Two fighter jets operated by Islamic State militants were shot down by Syria's air force in the north of the country on Tuesday, Information Minister Omran Zoabi said in remarks published on Syria's state news agency SANA.
The report comes after a human rights group claimed last week that ISIS had stolen three warplanes, believed to be MiG-21 and MiG-23 jets, from Syrian army bases, according to Agence France-Presse. But the statements had not been independently verified.
Iraqi pilots, who had trained under former Iraqi President Saddam Hussein and have allegedly joined the terrorist organization, had been providing the jihadists with flying lessons at an air base in Aleppo province, the Britain-based Syrian Observatory for Human Rights said.
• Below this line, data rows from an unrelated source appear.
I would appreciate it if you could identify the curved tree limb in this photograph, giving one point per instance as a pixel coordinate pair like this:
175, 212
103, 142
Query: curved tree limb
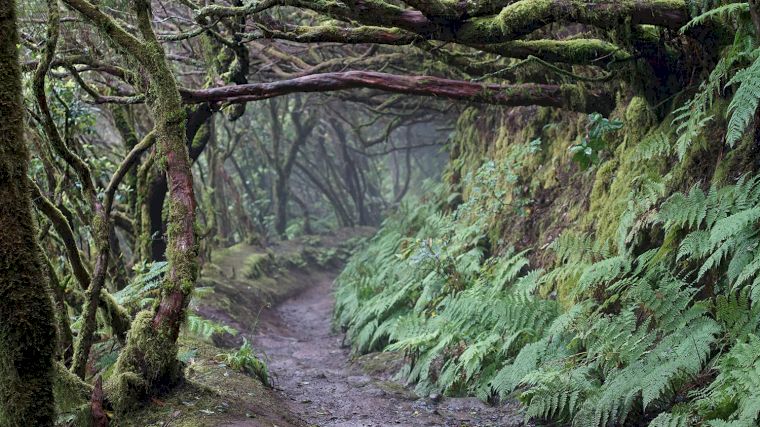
561, 96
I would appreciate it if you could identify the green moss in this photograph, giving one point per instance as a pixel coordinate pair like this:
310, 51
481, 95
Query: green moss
257, 265
146, 365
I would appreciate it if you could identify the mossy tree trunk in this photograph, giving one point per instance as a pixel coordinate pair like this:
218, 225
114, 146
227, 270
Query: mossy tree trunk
148, 363
27, 320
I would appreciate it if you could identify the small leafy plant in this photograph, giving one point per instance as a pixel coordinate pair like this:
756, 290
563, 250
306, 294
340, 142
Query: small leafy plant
586, 153
246, 361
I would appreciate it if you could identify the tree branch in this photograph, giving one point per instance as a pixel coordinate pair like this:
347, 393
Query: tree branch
568, 97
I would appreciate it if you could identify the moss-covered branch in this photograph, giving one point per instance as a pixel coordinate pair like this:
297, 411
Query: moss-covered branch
27, 319
568, 97
333, 33
574, 51
523, 17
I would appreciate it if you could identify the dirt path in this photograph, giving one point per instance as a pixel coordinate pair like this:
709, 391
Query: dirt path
320, 384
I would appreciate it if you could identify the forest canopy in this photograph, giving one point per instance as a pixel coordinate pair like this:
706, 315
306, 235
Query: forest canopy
564, 192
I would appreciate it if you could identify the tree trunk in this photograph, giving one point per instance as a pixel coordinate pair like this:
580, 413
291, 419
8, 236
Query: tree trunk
27, 320
281, 203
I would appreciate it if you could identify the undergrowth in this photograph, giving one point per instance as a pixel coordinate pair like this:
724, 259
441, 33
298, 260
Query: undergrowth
659, 325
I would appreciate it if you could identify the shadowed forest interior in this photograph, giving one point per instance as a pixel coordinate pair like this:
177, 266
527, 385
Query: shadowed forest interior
379, 212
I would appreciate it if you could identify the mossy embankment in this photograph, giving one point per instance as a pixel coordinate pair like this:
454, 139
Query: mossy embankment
566, 259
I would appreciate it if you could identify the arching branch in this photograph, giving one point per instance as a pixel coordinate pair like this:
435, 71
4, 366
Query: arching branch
561, 96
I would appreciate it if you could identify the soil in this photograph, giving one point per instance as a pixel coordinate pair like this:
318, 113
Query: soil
321, 385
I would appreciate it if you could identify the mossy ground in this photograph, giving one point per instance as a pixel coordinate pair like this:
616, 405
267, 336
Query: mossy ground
211, 395
246, 280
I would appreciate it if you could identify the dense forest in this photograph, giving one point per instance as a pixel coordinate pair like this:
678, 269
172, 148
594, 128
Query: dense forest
376, 212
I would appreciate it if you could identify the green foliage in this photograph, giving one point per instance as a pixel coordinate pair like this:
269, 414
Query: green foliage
204, 328
246, 361
646, 335
586, 153
144, 288
745, 101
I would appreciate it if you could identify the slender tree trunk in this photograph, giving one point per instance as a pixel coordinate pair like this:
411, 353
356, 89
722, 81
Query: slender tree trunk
281, 203
27, 320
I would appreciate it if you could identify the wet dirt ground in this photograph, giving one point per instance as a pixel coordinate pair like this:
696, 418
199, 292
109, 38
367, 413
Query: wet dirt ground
319, 383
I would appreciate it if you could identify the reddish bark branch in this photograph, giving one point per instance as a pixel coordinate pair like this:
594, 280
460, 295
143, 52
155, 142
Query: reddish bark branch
568, 97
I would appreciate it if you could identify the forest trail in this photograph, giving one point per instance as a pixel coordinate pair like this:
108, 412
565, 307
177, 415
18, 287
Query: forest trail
321, 385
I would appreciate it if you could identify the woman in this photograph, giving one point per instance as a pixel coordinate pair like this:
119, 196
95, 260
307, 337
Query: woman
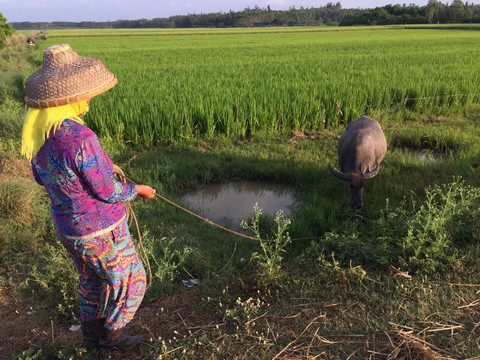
87, 202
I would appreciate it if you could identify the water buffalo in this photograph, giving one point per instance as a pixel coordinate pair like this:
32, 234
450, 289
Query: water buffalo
361, 149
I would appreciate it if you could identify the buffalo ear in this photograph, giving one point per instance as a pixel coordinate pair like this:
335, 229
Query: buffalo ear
338, 173
369, 174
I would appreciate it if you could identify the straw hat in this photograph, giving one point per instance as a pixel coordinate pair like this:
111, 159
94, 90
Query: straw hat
66, 78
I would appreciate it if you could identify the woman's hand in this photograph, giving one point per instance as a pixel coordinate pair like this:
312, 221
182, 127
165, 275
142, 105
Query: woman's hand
145, 191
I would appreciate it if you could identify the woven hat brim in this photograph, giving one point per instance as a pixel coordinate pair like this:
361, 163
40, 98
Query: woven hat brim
46, 103
66, 78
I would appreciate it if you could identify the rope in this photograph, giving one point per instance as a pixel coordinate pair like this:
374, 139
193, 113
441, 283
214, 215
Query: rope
131, 214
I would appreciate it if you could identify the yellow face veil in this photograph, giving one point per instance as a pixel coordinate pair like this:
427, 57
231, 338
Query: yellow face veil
41, 123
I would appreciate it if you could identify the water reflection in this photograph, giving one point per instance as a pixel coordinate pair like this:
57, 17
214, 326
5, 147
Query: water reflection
227, 204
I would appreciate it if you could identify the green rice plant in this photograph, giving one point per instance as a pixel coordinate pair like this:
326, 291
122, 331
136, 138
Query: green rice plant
241, 82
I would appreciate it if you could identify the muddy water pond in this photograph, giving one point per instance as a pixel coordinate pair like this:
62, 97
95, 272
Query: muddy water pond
229, 203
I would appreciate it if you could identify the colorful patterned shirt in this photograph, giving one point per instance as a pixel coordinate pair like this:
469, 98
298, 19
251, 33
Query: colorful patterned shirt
78, 176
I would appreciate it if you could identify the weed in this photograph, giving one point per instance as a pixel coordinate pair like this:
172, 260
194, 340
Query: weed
269, 260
While two of the fighter jets had been destroyed, a third one remained at large as the Syrian air force conducted a search on Wednesday, Zoabi said.
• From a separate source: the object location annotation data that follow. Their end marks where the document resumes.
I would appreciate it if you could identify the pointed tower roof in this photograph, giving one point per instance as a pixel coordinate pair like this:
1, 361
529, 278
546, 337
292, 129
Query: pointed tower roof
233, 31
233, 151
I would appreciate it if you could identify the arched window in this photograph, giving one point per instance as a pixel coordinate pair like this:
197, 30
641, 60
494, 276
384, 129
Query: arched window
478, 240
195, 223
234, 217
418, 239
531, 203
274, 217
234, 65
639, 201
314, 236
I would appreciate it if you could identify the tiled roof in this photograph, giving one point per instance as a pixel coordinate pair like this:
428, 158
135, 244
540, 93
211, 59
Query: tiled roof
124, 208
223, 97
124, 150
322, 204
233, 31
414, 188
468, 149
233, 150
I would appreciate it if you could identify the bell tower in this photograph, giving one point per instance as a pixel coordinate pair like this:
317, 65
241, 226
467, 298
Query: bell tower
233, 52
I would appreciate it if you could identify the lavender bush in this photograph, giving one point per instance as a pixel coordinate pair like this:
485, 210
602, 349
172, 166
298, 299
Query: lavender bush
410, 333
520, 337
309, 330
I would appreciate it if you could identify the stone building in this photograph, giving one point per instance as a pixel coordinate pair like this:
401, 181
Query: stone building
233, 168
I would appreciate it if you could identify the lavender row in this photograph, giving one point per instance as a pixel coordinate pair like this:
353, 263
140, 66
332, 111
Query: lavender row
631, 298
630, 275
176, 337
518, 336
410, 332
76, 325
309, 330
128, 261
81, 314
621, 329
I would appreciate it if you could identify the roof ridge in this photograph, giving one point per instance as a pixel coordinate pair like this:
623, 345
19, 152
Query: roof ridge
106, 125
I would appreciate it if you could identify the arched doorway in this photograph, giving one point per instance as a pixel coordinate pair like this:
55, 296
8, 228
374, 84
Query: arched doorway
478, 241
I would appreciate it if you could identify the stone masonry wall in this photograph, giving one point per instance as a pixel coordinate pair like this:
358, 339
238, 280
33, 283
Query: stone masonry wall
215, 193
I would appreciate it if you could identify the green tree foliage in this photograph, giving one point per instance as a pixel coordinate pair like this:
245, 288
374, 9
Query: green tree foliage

"The terrorists were flying three old planes but our Syrian Arab Army aircraft immediately took off and destroyed two of them as they were landing in al-Jarrah military air base in Aleppo. The third plane was hidden" by the jihadists, Zoabi said.
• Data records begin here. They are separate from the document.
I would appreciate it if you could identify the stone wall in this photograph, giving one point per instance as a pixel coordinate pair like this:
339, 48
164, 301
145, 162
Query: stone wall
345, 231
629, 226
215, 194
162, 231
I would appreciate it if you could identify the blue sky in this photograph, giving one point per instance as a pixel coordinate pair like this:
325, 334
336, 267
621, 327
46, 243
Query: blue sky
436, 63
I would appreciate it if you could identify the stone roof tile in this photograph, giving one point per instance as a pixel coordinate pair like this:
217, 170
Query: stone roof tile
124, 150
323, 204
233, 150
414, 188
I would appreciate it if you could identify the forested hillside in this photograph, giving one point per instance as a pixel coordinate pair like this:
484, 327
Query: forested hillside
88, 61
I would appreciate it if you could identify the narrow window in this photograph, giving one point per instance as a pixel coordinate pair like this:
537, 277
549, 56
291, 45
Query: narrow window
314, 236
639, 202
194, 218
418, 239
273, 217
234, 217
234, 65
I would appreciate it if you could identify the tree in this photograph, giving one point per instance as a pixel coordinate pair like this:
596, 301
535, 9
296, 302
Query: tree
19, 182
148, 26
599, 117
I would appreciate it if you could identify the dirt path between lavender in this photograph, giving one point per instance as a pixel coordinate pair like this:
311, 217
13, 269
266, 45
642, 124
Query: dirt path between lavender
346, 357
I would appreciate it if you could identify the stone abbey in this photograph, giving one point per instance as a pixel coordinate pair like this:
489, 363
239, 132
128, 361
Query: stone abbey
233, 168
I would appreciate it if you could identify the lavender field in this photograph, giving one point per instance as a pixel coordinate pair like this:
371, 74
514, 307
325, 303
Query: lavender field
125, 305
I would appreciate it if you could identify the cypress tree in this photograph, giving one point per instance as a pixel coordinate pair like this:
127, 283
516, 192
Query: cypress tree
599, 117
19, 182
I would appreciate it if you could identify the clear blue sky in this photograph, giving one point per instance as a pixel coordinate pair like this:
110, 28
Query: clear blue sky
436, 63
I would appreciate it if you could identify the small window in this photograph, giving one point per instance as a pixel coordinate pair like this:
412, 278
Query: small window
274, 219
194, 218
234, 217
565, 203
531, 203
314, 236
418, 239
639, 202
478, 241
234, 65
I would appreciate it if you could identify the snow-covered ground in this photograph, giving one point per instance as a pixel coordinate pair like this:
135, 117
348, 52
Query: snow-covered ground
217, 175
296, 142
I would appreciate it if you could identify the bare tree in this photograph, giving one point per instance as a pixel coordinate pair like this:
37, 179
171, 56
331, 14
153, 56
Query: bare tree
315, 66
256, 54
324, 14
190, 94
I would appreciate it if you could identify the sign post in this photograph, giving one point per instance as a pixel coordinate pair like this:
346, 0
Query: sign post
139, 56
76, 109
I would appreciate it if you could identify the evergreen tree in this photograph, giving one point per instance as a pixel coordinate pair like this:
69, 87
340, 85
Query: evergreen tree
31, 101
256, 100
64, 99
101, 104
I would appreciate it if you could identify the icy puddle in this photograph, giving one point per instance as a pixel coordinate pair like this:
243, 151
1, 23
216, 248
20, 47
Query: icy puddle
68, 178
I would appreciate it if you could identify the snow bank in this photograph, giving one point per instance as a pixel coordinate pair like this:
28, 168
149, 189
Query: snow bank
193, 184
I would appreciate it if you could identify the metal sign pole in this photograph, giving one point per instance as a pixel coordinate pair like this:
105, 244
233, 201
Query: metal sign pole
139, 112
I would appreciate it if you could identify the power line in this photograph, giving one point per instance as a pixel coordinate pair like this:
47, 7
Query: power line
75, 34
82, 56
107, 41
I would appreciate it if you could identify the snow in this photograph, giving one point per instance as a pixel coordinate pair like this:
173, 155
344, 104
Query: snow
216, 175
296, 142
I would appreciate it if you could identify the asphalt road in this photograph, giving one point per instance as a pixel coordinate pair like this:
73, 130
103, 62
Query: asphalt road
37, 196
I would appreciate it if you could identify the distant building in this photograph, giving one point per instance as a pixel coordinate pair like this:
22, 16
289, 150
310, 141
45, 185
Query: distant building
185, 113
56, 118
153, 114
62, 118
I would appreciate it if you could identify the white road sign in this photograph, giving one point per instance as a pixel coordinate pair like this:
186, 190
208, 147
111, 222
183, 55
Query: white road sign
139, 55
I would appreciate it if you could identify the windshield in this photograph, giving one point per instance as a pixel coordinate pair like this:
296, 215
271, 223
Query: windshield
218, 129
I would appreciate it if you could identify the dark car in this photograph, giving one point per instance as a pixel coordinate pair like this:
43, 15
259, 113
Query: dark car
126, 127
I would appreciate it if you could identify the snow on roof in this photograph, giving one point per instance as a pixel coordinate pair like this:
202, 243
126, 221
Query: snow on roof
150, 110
"It does not worry us and (the planes) cannot be used," he said, downplaying the threat from the third "unusable" plane.
However, U.S. Central Command said that it was not aware of Islamic State flying jets in Syria, Reuters reported.
"We're not aware of ISIL conducting any flight operations in Syria or elsewhere," Patrick Ryder, a spokesman from Central Command, told the news agency.
Islamic State, which has seized swaths of land in Syria and Iraq, has been battling U.S.-led forces from multiple military bases for weeks by regularly using weaponry captured from the Syrian and Iraqi armies.
"We continue to keep a close eye on ISIL activity in Syria and Iraq and will continue to conduct strikes against their equipment, facilities, fighters and centers of gravity, whatever they may be," Ryder told Reuters.